Although technically feasible, at the same time, he claims that this blockchain-EHR solution has pitfalls. "All providers must be on the same blockchain so that everyone has some kind of identity – a public and private key – and users need to take a more active role in managing of that record for themselves. "

In addition, Jaikaran notes that providers must maintain the electronic medical record" in a manner consistent with federal and state laws " , including HIPAA and the HITECH law. The application of the blockchain to the EHRs would "still address" both federal and state privacy laws "as well as the lack of standards, data processing and retention – that could inhibit its adoption," he adds.

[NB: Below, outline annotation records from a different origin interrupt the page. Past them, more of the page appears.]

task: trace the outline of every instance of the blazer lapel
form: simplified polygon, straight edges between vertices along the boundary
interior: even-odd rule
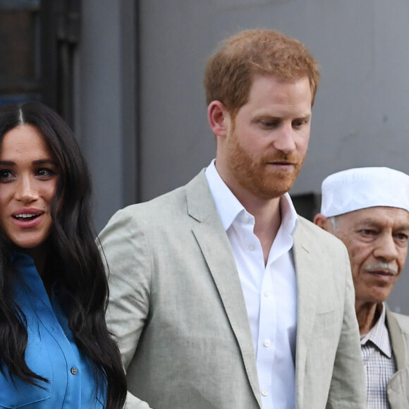
[[[389,332],[389,337],[391,338],[391,344],[392,346],[392,350],[395,356],[396,362],[396,367],[398,371],[403,370],[406,363],[406,353],[405,352],[405,345],[402,339],[402,334],[399,329],[398,321],[391,312],[388,306],[385,304],[386,309],[386,325]]]
[[[312,256],[306,240],[303,239],[303,225],[299,224],[294,235],[293,247],[298,286],[295,358],[295,402],[298,408],[303,407],[307,346],[312,335],[319,295],[317,274],[319,271],[317,260]]]
[[[396,318],[388,306],[386,304],[384,305],[386,308],[386,325],[398,370],[388,381],[388,401],[391,409],[403,409],[408,408],[409,403],[409,396],[405,395],[406,385],[409,384],[409,369],[405,367],[405,344]]]
[[[262,407],[255,354],[236,262],[202,171],[186,185],[188,209],[200,223],[193,229],[241,350],[255,396]]]

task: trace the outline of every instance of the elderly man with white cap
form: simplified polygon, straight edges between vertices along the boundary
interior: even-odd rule
[[[322,182],[314,221],[346,245],[366,368],[367,407],[409,408],[409,317],[385,303],[406,260],[409,176],[386,167],[348,169]]]

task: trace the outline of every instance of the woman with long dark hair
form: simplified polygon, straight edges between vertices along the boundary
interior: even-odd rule
[[[37,102],[0,106],[0,408],[122,408],[91,182],[73,133]]]

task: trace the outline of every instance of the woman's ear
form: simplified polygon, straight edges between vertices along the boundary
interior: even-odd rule
[[[230,115],[220,101],[212,101],[207,107],[209,125],[216,136],[224,137],[230,126]]]

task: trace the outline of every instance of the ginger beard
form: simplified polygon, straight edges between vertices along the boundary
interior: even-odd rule
[[[227,164],[231,175],[246,190],[262,199],[274,199],[286,193],[294,184],[305,155],[286,154],[279,151],[252,157],[238,140],[234,128],[226,141]],[[274,162],[291,164],[291,169],[280,169]]]

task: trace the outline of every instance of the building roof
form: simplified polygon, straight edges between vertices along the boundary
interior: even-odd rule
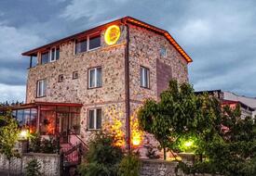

In addition, because the EHRs would be stored on provider systems, Jaikaran states that "the record itself is still based on the security measures" of those health organizations. "So if the provider is not implementing in-depth defense strategies or other IT security strategies, an attacker would instead attack the blockchain, attack the provider's data store and the record would still be vulnerable," he concluded. [19659002] IDC's Shegewi agrees with Jaikaran that blockchain technology, by itself, "does not apply any type of security, privacy or default compliance measures," such as HIPAA and GDPR.

Furthermore, he observes that "The first testers of the blockchain are realizing that it may not be a good idea to go on a public blockchain network, and some may want to test with private limited access blockchain networks.

Shegewi also stresses that another blockchain limitation is that it is largely an incentive-based architecture that is the sum of its parts, its users. "As a result, he warns that" harmful activities could arise if incentives for participants to act badly Curiously on a blockchain are more incentives not to do so. "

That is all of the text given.